Walter Hines Page High School opened its doors in September, 1958, under the leadership of Principal Luther R. Medlin. The school was named for Walter Hines Page, a North Carolina journalist, diplomat, supporter of education, and ambassador to Great Britain.
Page began with a small student body of approximately 500 and a staff of 30. The enthusiasm and dedication of those early years were unmatched. Page was the first school in the history of North Carolina to earn accreditation in the first year of its existence. As the school population grew, the existing facility became inadequate. The auditorium and G-wings were added in 1962-63. Other additions throughout the years included an extension to A-wing for more classrooms, a new second gymnasium, lighted tennis courts, a football stadium, and cafeteria extension. With the inclusion of the ninth grade at Page in 1986-87, mobile classroom units were added around the campus.

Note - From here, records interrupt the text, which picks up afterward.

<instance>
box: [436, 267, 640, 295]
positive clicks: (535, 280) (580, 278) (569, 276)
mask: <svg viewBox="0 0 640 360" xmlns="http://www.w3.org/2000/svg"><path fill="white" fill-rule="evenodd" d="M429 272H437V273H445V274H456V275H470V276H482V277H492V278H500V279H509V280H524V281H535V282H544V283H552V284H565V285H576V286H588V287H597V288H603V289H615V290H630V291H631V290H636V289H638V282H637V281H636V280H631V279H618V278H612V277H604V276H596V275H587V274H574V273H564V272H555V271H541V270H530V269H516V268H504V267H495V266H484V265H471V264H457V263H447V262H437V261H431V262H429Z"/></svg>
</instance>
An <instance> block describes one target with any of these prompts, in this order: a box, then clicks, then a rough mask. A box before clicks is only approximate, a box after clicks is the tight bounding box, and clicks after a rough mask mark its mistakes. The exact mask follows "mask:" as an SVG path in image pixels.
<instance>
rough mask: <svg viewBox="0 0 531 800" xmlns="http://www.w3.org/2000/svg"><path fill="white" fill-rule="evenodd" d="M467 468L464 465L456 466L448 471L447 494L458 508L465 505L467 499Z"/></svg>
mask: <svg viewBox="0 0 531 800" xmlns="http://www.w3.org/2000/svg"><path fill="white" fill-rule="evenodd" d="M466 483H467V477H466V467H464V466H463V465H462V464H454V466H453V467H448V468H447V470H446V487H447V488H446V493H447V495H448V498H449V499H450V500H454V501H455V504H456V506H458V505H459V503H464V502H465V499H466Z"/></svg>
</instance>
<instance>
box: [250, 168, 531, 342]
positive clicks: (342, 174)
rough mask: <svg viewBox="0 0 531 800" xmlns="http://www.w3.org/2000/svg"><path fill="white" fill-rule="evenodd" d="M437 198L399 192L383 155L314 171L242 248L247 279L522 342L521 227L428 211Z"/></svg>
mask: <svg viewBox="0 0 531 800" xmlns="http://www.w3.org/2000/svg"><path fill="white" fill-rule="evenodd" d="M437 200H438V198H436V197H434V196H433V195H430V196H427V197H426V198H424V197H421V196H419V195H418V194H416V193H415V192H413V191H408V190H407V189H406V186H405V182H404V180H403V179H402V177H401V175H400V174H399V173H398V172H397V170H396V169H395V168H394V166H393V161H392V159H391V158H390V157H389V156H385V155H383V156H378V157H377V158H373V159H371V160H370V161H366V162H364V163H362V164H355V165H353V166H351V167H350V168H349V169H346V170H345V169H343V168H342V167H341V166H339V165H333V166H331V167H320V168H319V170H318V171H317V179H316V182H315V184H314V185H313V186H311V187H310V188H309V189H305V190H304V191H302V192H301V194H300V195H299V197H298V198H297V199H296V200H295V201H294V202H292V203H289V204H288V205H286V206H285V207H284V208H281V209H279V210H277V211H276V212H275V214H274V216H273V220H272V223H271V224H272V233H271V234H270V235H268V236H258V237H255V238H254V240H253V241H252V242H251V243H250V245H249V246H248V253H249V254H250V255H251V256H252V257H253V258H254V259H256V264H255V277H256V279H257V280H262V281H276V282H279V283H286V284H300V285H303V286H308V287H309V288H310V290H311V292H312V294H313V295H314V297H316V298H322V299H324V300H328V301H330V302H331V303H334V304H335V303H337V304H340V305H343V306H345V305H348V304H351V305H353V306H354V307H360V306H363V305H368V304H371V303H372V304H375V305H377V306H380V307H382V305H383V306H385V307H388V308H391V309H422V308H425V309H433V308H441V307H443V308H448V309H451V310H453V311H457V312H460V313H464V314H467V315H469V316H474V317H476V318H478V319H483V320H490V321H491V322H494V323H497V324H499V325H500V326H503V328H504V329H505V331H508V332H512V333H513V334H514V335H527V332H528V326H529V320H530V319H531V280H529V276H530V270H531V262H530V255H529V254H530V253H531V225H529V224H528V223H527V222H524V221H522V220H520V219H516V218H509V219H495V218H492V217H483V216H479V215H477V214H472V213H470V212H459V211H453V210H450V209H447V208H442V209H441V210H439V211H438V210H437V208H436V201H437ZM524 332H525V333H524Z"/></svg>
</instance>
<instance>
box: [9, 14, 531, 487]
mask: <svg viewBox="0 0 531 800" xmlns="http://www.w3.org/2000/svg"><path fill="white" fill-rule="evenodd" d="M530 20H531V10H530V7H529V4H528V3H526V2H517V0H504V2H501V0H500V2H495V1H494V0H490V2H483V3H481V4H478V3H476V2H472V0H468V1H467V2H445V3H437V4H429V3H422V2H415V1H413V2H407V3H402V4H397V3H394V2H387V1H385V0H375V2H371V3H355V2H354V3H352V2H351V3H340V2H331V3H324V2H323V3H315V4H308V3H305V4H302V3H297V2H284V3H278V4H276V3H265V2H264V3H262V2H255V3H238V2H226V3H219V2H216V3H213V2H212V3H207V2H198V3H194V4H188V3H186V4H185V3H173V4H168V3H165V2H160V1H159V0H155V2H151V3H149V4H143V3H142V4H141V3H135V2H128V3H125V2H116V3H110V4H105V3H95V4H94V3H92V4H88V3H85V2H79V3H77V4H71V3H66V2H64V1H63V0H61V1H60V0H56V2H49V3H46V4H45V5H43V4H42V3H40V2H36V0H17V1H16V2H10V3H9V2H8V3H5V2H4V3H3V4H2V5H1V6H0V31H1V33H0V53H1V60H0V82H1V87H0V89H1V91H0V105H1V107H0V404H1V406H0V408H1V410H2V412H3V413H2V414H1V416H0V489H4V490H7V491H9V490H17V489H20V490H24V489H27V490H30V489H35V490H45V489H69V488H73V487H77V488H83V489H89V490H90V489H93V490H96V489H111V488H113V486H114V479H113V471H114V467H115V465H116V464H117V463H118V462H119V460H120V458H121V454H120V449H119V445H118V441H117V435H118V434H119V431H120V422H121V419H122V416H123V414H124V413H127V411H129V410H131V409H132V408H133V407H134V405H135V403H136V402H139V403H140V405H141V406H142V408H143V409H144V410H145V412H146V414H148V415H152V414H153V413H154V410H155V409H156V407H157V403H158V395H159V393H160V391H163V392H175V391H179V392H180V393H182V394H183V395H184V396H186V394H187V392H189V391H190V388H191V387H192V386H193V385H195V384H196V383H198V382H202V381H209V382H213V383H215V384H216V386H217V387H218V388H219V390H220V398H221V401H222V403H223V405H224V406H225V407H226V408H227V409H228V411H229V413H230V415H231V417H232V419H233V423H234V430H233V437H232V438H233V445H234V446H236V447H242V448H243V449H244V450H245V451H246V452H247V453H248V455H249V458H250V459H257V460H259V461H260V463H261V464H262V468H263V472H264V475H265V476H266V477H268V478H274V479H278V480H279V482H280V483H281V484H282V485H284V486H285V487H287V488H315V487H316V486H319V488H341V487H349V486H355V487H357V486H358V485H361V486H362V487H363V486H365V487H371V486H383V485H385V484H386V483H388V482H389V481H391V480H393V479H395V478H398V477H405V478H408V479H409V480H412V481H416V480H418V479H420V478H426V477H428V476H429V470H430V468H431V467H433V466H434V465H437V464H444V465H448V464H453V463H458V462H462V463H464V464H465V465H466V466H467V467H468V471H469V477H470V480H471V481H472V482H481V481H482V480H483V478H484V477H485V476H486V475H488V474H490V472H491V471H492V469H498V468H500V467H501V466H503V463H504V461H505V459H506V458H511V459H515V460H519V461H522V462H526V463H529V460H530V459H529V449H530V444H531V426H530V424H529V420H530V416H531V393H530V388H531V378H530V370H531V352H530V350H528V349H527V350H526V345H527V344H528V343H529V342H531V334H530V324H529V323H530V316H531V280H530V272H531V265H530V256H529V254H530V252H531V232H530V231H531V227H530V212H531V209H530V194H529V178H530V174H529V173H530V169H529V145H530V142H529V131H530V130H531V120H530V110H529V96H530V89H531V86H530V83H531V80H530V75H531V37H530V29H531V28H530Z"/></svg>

The beautiful and well-kept grounds around the school make the Page campus one of the loveliest in the city. The school is indebted to the tireless efforts of Mrs. Alma Pinnix for her beautification work. Almost singlehandedly Mrs. Pinnix planted the flowers, shrubs, and trees that enhance our grounds. The death of Mrs. Pinnix in 1981 was a loss to everyone, and in her honor and memory, the street in front of Page High School was renamed Alma Pinnix Drive.
In 1967 Mr. Medlin, who had led the school through its development years, left Page to become President of Guilford Technical Institute (now GTCC). He was succeeded by Mr. Robert A. Newton, who was principal from 1967-70. Mr. Robert A. Clendenin, formerly principal of Aycock Junior High School, became the third Page principal in 1970 and remained through July, 1991. Mr. Paul J. Puryear became the fourth principal of Page in August, 1991. Mr. Puryear attended Page as a student, served as an assistant principal for nine years, and returned to Page from a two-year term as principal of Athens Drive High School in Raleigh.

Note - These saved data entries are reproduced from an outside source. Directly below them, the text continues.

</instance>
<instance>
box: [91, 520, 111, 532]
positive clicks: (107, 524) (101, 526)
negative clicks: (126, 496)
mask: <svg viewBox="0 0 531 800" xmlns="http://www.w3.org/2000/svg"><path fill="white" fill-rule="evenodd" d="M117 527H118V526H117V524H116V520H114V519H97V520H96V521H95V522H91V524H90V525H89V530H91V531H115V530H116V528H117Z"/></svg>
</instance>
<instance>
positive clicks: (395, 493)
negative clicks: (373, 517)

The fine academic reputation which Page now enjoys was evident from the beginning. Between 1959 and 1965 Page produced two Morehead Scholars each year and continues to compete admirably in that program. A chapter of the National Honor Society was chartered during the 1958-59 school year. Since 1983-84 Page has participated in the North Carolina Scholars and Presidential Academic Fitness Programs. Page continues to win new academic honors regionally, statewide and nationally in such areas as Science Olympics, High IQ, and Computer High IQ. Many students over the years have won, and continue to win, valuable competitive scholarships and academy appointments.
Colleges and universities, both in and out of North Carolina, have great respect for the scholastic standing of Page graduates. In cultural arts Page High School has consistently ranked number one in band, choral music, and orchestra. During 1981-82 Page's Cultural Arts Department was a national finalist for the coveted $10,000 Rockefeller Foundation Grant. The music department has performed both nationally and internationally.
The spirit of Page High School has always been unsurpassed. Many fine athletic teams have been cheered to victory. Pirate teams have been State 4-A champions in football, boy's and girls' soccer, basketball, and boys' and girls' tennis. In 1982-83 Page was the recipient of the Wachovia Cup for outstanding athletic achievement in the state, and the News and Record Cup for the best overall winning percentage in varsity competition in the city and county.
Page High School has gone through many changes since its beginning, growing from a student body of 500 to almost 2,000 and from a staff of 30 to more than 100. The buildings are different and the faces are always changing, but the purpose and resolve remain the same: to offer the best possible education available.